Produce, in a single call, the main relevant graphical views of alpha- and beta-diversity for a phyloseq object as a function of one sample variable (fact). The set of panels adapts to the type of fact:

  • Numeric variable — alpha-diversity is shown as a Hill-numbers scatter plot against the variable (via ggscatt_pq(), one panel per Hill order q, with the correlation statistics from ggstatsplot); the ordination and UMAP points are colored by a continuous gradient.
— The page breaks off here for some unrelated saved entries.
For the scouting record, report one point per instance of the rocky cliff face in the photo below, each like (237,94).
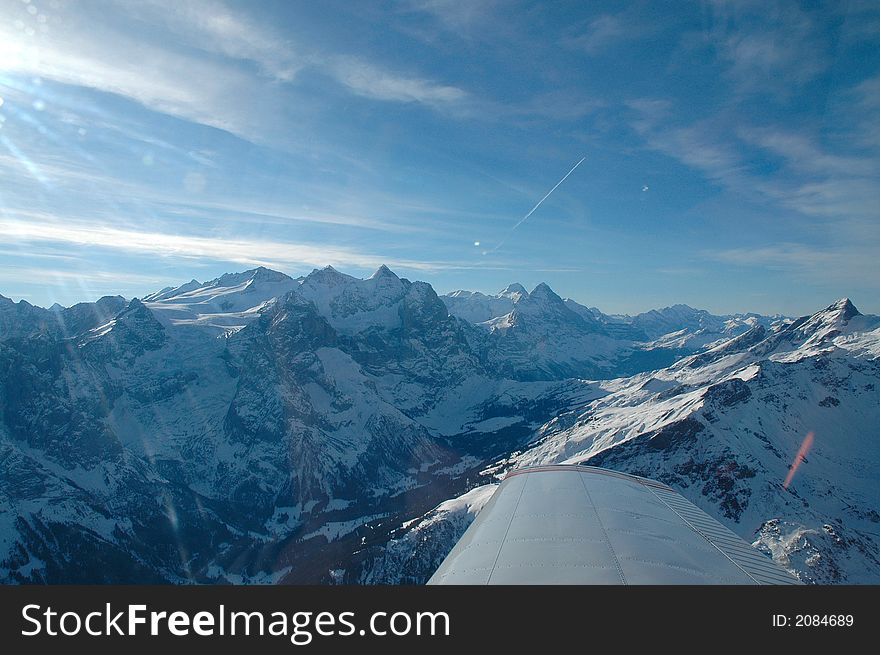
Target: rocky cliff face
(257,428)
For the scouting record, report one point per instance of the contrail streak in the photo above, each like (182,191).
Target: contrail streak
(532,210)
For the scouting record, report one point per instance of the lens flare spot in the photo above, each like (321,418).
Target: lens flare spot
(799,459)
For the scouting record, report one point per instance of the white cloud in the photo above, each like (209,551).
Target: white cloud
(365,79)
(195,60)
(250,252)
(601,33)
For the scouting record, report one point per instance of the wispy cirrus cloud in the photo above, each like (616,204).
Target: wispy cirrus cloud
(773,47)
(201,61)
(250,252)
(365,79)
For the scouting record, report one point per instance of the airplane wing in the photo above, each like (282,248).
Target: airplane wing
(571,524)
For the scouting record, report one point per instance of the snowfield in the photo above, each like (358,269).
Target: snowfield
(260,428)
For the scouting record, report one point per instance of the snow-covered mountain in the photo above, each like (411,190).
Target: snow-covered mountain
(578,341)
(259,428)
(724,428)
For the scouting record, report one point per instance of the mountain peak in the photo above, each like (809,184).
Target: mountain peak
(384,272)
(510,289)
(844,308)
(543,290)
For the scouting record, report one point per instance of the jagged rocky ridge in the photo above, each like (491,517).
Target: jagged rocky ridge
(259,428)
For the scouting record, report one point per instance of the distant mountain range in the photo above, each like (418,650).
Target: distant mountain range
(260,428)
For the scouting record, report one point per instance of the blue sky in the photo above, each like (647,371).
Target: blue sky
(732,148)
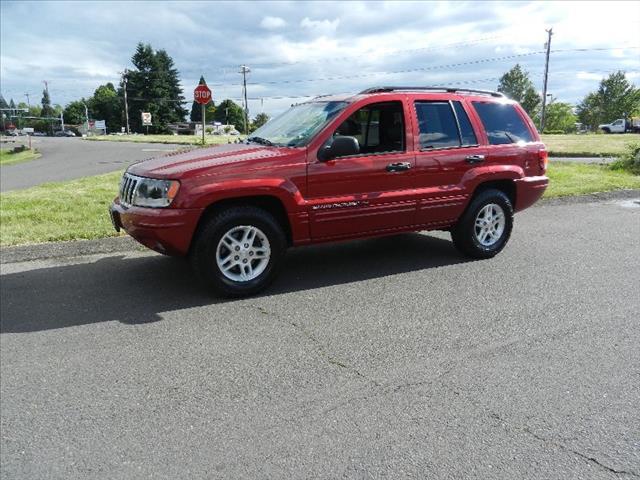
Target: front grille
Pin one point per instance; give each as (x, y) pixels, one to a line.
(128, 189)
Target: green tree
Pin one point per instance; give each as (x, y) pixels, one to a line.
(196, 108)
(106, 105)
(517, 85)
(260, 120)
(74, 112)
(615, 98)
(154, 86)
(560, 116)
(230, 113)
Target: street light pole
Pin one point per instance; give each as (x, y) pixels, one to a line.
(86, 116)
(244, 70)
(546, 77)
(126, 104)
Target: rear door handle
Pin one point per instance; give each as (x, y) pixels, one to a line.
(398, 167)
(475, 158)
Venn/UpSet panels are skipped (they require discrete groups).

  • Factor with 2 to venn_max levels — alpha-diversity bar plots with error bars and Tukey letters (via hill_bar_pq()), a Venn diagram of shared taxa (via ggvenn_pq()), an ordination and a UMAP colored by the levels.

  • Factor with more than venn_max levels — same as above but the Venn diagram is replaced by an UpSet plot (via upset_pq()), which stays legible with many sets.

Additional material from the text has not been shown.